Final representations are being sought on a plan that will become the key reference for minerals and waste planning decisions in North Yorkshire and York up to 2030.
The Minerals and Waste Joint Plan, developed over several years by ourselves, City of York Council and the North York Moors National Park Authority, is now reaching its final stages before adoption.
After extensive public consultation, a Government Inspector examined the draft plan in public in 2018. Following the Inspector’s recommendations, further work has been done to prepare main modifications to the plan. These update and strengthen some policies, incorporate legislative changes and add further and revised sites to the plan.
The plan includes robust protection for residents and the environment to guide future planning applications for developments such as new or extended quarries and new waste management facilities, such as recycling and treatment centres. Measures include an extended buffer zone to protect residential locations as well as environmentally important places, such as the National Park, Areas of Outstanding Natural Beauty, nature conservation areas and important historic sites.
County Councillor Andrew Lee, Executive Member for Planning, said: “Once adopted, this plan will be central to guiding future minerals and waste planning decisions. It will strengthen protection of the world class environment and landscape of our county, the health and wellbeing of residents and the interests of businesses.”
Cllr Andrew Waller, Executive Member for Planning at City of York Council, said: “It’s really important that we have appropriate scrutiny at a local level for the emerging Waste and Minerals Plan position. This is particularly the case for forms of development such as ‘fracking’, which have the potential to give rise to adverse impact on local communities and create environmental problems.
“We believe the planning process and the draft Mineral and Waste Joint Plan already provides a well-established regulatory system for giving proper and public input to planning issues associated with shale gas (fracking), including the right to appeal for any applicant who wishes to challenge decisions made by the council.
“Given the contentious nature of fracking, local communities should be able to feedback on whether this type of development takes place, so we encourage everyone to have their say on what happens in the area where they live through this consultation. We must have the ability to protect York’s historic character, its special setting and proposed green belt. Progressing the plan is an integral part of how we will do this. It will ensure we have the planning policies in place for minerals and waste development until 2030.”
Rob Smith, Senior Minerals Planner at the North York Moors National Park Authority, said: “The progress made on the minerals and waste plan is welcomed. When finalised, the new plan will complement the recently adopted local plan for the North York Moors National Park, helping to ensure that our local communities, visitors and the special qualities of the National Park are given careful protection from any harmful effects of minerals and waste development.”
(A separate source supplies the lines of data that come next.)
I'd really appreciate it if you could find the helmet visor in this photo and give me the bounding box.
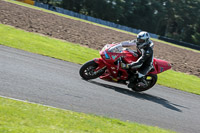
[137,38,145,44]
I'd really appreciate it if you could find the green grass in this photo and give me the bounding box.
[157,70,200,95]
[0,97,175,133]
[0,24,200,95]
[0,24,99,64]
[4,0,200,53]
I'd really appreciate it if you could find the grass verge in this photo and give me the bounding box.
[0,97,175,133]
[0,24,200,95]
[4,0,200,53]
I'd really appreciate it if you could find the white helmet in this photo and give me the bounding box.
[136,31,150,49]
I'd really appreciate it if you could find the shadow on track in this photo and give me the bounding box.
[88,81,189,112]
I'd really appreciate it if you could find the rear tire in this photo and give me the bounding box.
[132,74,158,92]
[79,60,104,80]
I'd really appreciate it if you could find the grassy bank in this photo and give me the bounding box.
[4,0,200,53]
[0,97,172,133]
[0,24,200,94]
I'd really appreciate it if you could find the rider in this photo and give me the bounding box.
[120,31,154,88]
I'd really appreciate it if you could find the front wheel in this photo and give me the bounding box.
[79,60,104,80]
[132,74,158,92]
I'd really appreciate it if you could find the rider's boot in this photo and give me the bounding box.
[128,75,136,88]
[138,73,148,87]
[138,76,148,87]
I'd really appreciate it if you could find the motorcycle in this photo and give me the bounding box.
[79,44,171,92]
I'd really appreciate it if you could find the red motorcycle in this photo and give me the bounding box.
[79,44,171,92]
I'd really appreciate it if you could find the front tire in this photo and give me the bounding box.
[132,74,158,92]
[79,60,104,80]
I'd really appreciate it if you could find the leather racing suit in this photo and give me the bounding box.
[120,40,154,78]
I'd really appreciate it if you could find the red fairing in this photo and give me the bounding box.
[94,58,105,71]
[150,58,171,74]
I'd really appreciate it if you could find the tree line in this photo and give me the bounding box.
[39,0,200,45]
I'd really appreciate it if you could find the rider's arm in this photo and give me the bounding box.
[120,40,136,47]
[128,49,146,68]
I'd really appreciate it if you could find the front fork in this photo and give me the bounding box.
[94,58,106,73]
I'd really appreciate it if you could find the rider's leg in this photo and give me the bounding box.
[138,66,153,86]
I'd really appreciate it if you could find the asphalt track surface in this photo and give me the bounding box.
[0,45,200,133]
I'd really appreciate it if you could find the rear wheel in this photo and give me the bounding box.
[132,74,158,92]
[79,60,104,80]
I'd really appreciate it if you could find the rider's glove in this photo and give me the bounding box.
[121,63,129,69]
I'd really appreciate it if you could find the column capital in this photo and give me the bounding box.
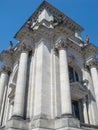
[19,42,32,53]
[86,58,98,68]
[0,65,11,75]
[55,38,68,50]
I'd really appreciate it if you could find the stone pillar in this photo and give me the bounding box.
[56,39,72,115]
[0,66,10,124]
[13,46,28,118]
[83,99,89,124]
[87,58,98,109]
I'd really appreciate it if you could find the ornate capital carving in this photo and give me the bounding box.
[86,58,98,68]
[55,38,68,50]
[0,65,11,74]
[19,42,32,52]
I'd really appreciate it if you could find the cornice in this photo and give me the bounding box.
[15,2,83,39]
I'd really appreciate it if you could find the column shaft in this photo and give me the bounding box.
[59,49,72,115]
[13,52,28,117]
[0,72,8,111]
[90,66,98,109]
[83,101,89,124]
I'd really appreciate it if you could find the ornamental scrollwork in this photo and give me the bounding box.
[55,38,68,50]
[86,58,98,68]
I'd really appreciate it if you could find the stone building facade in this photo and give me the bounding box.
[0,2,98,130]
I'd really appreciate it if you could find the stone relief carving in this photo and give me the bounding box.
[86,58,98,67]
[55,38,68,49]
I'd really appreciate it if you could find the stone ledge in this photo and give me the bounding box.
[30,117,80,129]
[5,119,29,130]
[55,117,80,129]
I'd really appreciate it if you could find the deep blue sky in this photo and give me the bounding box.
[0,0,98,52]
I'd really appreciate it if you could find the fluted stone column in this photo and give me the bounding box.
[87,58,98,109]
[13,47,28,117]
[56,39,72,115]
[84,67,98,125]
[0,67,8,111]
[83,99,89,124]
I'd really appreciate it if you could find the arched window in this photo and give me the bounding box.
[68,66,79,82]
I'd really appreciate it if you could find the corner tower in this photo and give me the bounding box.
[0,2,98,130]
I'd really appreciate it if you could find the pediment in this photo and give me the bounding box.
[15,1,83,40]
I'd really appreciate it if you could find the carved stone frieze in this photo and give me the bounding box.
[55,38,68,50]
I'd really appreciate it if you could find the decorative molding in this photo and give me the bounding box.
[55,38,68,50]
[86,58,98,68]
[0,65,11,75]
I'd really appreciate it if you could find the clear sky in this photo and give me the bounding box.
[0,0,98,52]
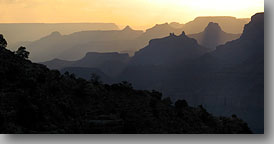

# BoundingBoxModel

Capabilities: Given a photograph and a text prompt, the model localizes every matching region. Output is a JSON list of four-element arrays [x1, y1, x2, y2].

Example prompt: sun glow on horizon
[[0, 0, 264, 29]]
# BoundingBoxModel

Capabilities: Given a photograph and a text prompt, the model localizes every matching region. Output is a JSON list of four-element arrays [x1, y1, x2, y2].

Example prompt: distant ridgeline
[[0, 35, 251, 134], [40, 13, 264, 133], [7, 17, 250, 62]]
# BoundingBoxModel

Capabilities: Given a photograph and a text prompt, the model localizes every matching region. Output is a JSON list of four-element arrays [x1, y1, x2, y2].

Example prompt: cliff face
[[189, 22, 241, 49], [120, 13, 264, 133], [0, 41, 251, 134], [130, 32, 210, 65]]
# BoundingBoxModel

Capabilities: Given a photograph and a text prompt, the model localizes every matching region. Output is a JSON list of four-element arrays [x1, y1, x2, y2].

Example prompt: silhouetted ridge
[[131, 32, 209, 65], [241, 13, 264, 40], [189, 22, 240, 49], [0, 40, 251, 134], [122, 25, 133, 31], [204, 22, 223, 32]]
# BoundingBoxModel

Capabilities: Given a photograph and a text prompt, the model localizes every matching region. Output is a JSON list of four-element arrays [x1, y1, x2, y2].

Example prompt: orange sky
[[0, 0, 264, 29]]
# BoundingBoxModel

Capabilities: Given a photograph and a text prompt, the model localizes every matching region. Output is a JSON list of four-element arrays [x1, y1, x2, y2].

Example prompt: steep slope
[[188, 22, 241, 49], [137, 23, 183, 47], [60, 67, 114, 84], [183, 16, 250, 34], [0, 41, 251, 134], [120, 13, 264, 133], [0, 23, 119, 45], [42, 52, 130, 77], [130, 32, 210, 65], [15, 27, 143, 62]]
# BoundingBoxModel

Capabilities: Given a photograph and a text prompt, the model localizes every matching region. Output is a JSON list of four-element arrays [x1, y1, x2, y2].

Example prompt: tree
[[0, 34, 8, 48], [90, 73, 102, 85], [15, 46, 29, 59]]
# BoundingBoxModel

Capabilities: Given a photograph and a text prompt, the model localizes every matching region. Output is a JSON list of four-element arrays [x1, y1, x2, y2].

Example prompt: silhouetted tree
[[90, 73, 102, 85], [120, 81, 133, 89], [175, 100, 188, 109], [0, 34, 8, 48], [15, 46, 29, 59]]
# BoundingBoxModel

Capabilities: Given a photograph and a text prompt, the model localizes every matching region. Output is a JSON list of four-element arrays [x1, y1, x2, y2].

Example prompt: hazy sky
[[0, 0, 264, 28]]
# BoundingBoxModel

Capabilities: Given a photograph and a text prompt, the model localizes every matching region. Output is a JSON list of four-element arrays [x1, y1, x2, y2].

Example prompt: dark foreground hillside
[[0, 37, 251, 133]]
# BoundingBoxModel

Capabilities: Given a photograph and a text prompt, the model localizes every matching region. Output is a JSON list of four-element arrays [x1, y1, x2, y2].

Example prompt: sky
[[0, 0, 264, 29]]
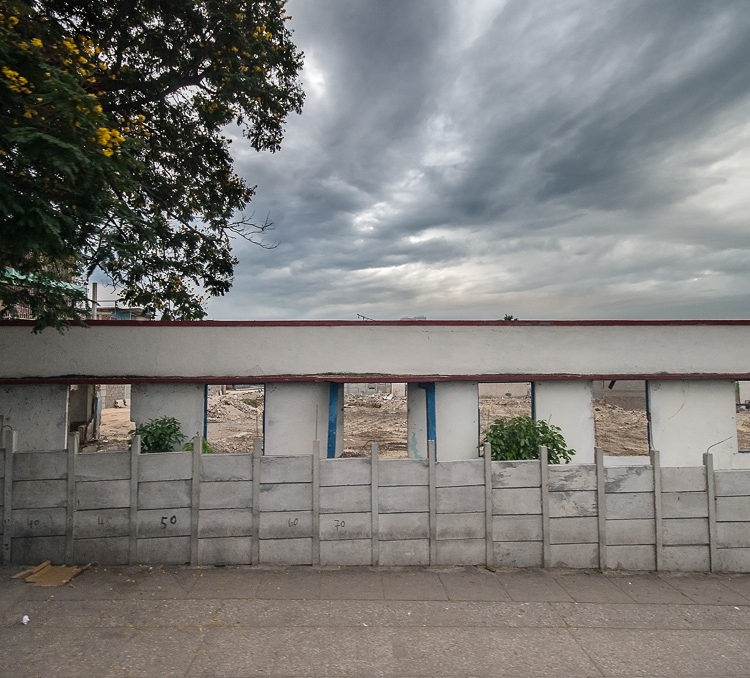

This engagement on proposed main modifications to the plan, which begins on 21 July, is not an opportunity to repeat previous representations or to raise new issues. Comments should relate solely to whether the proposed main modifications comply with legal requirements and soundness, that is whether they have been positively prepared, and are justified, effective and consistent with national policy.
Everyone who has made representations in the past – from parish councils to environmental organisations, the minerals and waste industry and individuals – will be contacted and invited to comment on the main modifications. More information about the Minerals and waste joint plan examination.
All responses must be received by 5pm on Wednesday, 15 September, 2021.
This will be the final stage of consultation. All duly made comments received will be forwarded to the Inspector, who will take them into account when writing her report. Subject to the Inspector’s report, the final stage will be the adoption of the plan as an official policy document, which could happen before the end of this year.